The complete symmetric polynoimals are related to the Schur polynomials by the matrix of Kostka numbers, viz:

h_{\mu}(x_1,x_2,\ldots,x_m) = \sum_\lambda K_{\lambda\mu} s_\lambda(x_1,x_2,\ldots,x_m)

Elementary symmetric polynomials

The matrix for changing basis from elementary symmetric polynomials to Schur polynomials is the matrix of: Kostka numbers for the conjugate partition

Another basis for the space of symmetric polynomials are the elementary symmetric polynomials associated with partitions. The elementary symmetric polynomial for a partition is defined as the product of elementary symmetric polynomials corresponding to each part, where the elementary symmetric polynomial of degree r is the sum of all multilinear monomials of degree r.

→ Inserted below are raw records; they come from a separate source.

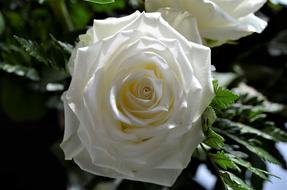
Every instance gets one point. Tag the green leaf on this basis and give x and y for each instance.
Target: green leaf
(214, 140)
(32, 48)
(252, 148)
(62, 46)
(223, 97)
(259, 172)
(20, 70)
(224, 161)
(101, 1)
(233, 182)
(245, 129)
(277, 133)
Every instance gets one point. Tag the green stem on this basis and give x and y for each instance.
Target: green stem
(214, 165)
(60, 11)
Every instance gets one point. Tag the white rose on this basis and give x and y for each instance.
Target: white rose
(218, 20)
(134, 104)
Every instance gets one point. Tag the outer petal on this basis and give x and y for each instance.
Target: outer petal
(158, 176)
(71, 143)
(110, 26)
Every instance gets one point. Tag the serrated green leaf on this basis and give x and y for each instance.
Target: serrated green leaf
(245, 129)
(277, 133)
(32, 48)
(101, 1)
(214, 140)
(20, 70)
(208, 119)
(224, 161)
(223, 97)
(259, 172)
(252, 148)
(65, 47)
(233, 182)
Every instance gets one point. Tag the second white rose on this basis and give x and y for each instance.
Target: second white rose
(218, 21)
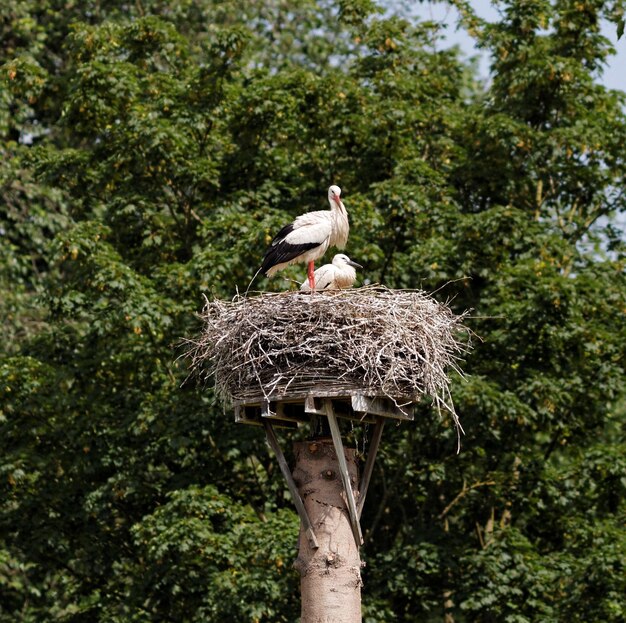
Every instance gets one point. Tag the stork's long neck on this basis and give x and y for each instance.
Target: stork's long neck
(341, 226)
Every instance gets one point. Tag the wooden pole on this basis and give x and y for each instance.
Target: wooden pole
(330, 576)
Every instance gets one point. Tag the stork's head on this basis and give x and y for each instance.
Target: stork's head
(334, 195)
(341, 260)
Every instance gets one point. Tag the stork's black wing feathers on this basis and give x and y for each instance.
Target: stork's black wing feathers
(281, 251)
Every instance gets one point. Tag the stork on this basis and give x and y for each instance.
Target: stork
(308, 238)
(336, 276)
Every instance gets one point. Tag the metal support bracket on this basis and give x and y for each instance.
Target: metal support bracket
(284, 468)
(343, 470)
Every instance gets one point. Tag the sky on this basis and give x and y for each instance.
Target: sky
(614, 76)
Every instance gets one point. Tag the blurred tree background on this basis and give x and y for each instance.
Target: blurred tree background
(150, 149)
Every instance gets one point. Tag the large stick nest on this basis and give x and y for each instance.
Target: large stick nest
(396, 343)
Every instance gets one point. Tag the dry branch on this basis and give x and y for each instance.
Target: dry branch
(401, 344)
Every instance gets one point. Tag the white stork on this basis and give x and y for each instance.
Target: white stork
(336, 276)
(308, 237)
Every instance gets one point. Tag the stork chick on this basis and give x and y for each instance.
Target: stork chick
(309, 237)
(336, 276)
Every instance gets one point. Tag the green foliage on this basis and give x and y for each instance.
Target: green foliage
(150, 150)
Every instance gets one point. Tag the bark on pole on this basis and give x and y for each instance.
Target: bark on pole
(330, 576)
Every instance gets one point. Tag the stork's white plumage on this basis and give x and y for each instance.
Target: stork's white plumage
(336, 276)
(308, 237)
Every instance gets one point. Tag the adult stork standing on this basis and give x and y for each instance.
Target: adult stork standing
(308, 238)
(336, 276)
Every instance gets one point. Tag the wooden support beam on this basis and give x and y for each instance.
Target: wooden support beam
(343, 469)
(379, 405)
(369, 462)
(284, 468)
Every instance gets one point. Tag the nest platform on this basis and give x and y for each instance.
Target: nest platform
(386, 349)
(366, 353)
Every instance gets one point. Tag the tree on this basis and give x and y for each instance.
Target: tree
(150, 152)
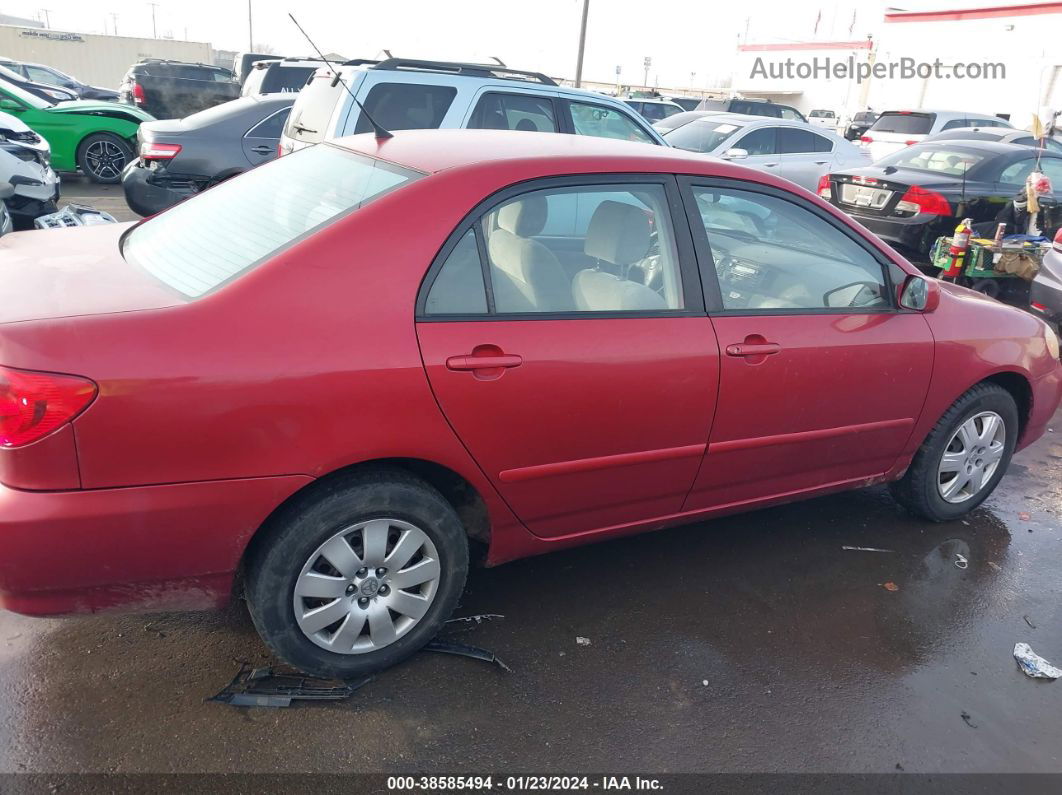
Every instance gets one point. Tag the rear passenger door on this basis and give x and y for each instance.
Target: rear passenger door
(582, 381)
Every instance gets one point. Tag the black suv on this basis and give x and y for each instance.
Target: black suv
(173, 89)
(752, 107)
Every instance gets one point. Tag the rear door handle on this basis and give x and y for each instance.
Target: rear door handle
(483, 362)
(754, 348)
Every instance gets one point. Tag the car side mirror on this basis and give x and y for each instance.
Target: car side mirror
(920, 294)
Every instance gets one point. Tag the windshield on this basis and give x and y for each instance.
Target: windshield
(905, 123)
(24, 97)
(932, 157)
(218, 236)
(703, 135)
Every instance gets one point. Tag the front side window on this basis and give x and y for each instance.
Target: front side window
(605, 122)
(759, 141)
(593, 248)
(406, 106)
(771, 254)
(514, 111)
(200, 244)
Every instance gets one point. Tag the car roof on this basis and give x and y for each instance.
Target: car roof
(431, 151)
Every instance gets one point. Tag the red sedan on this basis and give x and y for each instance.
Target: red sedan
(342, 372)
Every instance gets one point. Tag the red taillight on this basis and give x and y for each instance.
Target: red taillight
(33, 404)
(920, 200)
(150, 151)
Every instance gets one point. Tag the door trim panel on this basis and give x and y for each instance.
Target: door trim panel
(600, 462)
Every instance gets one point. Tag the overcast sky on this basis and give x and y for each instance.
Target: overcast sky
(689, 42)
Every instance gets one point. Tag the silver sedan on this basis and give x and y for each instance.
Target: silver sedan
(794, 150)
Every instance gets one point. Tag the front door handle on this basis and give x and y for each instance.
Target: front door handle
(766, 348)
(483, 362)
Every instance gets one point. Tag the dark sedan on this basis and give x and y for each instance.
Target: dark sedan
(912, 196)
(181, 157)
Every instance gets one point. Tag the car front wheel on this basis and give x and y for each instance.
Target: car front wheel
(963, 458)
(358, 576)
(102, 156)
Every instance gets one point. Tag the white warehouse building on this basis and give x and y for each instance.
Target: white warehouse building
(992, 58)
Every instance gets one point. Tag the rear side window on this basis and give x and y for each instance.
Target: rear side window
(605, 122)
(199, 245)
(406, 106)
(904, 123)
(514, 111)
(271, 126)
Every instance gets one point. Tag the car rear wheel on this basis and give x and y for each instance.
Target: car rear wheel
(102, 156)
(358, 576)
(963, 458)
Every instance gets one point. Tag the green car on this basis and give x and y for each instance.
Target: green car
(97, 137)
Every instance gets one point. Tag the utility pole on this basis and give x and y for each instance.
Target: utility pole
(582, 45)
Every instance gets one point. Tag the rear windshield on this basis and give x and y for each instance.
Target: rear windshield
(200, 244)
(904, 123)
(936, 157)
(283, 79)
(701, 135)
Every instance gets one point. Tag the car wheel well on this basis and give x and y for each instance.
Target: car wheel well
(458, 491)
(1018, 387)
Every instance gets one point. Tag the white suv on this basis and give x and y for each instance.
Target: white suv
(420, 94)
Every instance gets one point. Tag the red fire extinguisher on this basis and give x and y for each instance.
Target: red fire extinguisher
(960, 242)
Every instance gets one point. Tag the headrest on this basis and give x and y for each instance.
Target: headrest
(524, 218)
(618, 234)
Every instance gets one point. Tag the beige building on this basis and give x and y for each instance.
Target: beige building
(92, 58)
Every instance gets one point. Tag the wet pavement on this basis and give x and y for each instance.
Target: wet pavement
(753, 643)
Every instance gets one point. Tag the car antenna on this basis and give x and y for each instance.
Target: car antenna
(381, 133)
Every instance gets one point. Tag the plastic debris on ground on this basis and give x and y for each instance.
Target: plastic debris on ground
(73, 214)
(1034, 666)
(275, 687)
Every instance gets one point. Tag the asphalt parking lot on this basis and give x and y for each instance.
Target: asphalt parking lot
(749, 643)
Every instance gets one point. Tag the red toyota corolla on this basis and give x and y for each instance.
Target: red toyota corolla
(340, 372)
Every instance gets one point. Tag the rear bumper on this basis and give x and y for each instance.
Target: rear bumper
(148, 192)
(150, 548)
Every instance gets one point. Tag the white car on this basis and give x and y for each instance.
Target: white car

The elementary symmetric polynomial for a partition \lambda and variables x_1,x_2,x_3,\ldots,x_m is defined as e_\lambda(x_1,x_2,\ldots,x_m).

The elementary symmetric polynomials are related to the Schur polynomials by the matrix of Kostka numbers, with one of the partitions conjugated:

e_{\mu}(x_1,x_2,\ldots,x_m) = \sum_\lambda K_{\tilde{\lambda}\mu} s_\lambda(x_1,x_2,\ldots,x_m)

where \tilde{\lambda} denotes the conjugate partition to \lambda.

Newton polynomials

The matrix for changing basis from Newton polynomials to Schur polynomials is the matrix of: character table of the symmetric group

Another basis for the space of symmetric polynomials are the Newton polynomials associated with partitions. The Newton polynomial associated with a partition is the product of Newton polynomials associated with each part, where the Newton polynomial of degree r is the sum of the r^{th} powers of all the variables.

The Newton polynomials are related to the Schur polynomials by the character table, viz:

p_\mu(x_1,x_2,\ldots,x_m) = \sum_\lambda \chi_\mu^\lambda s_\lambda (x_1,x_2,\ldots,x_m)

Here \chi_\mu^\lambda equals the character of the representation corresponding to \lambda on the conjugacy class corresponding to \mu.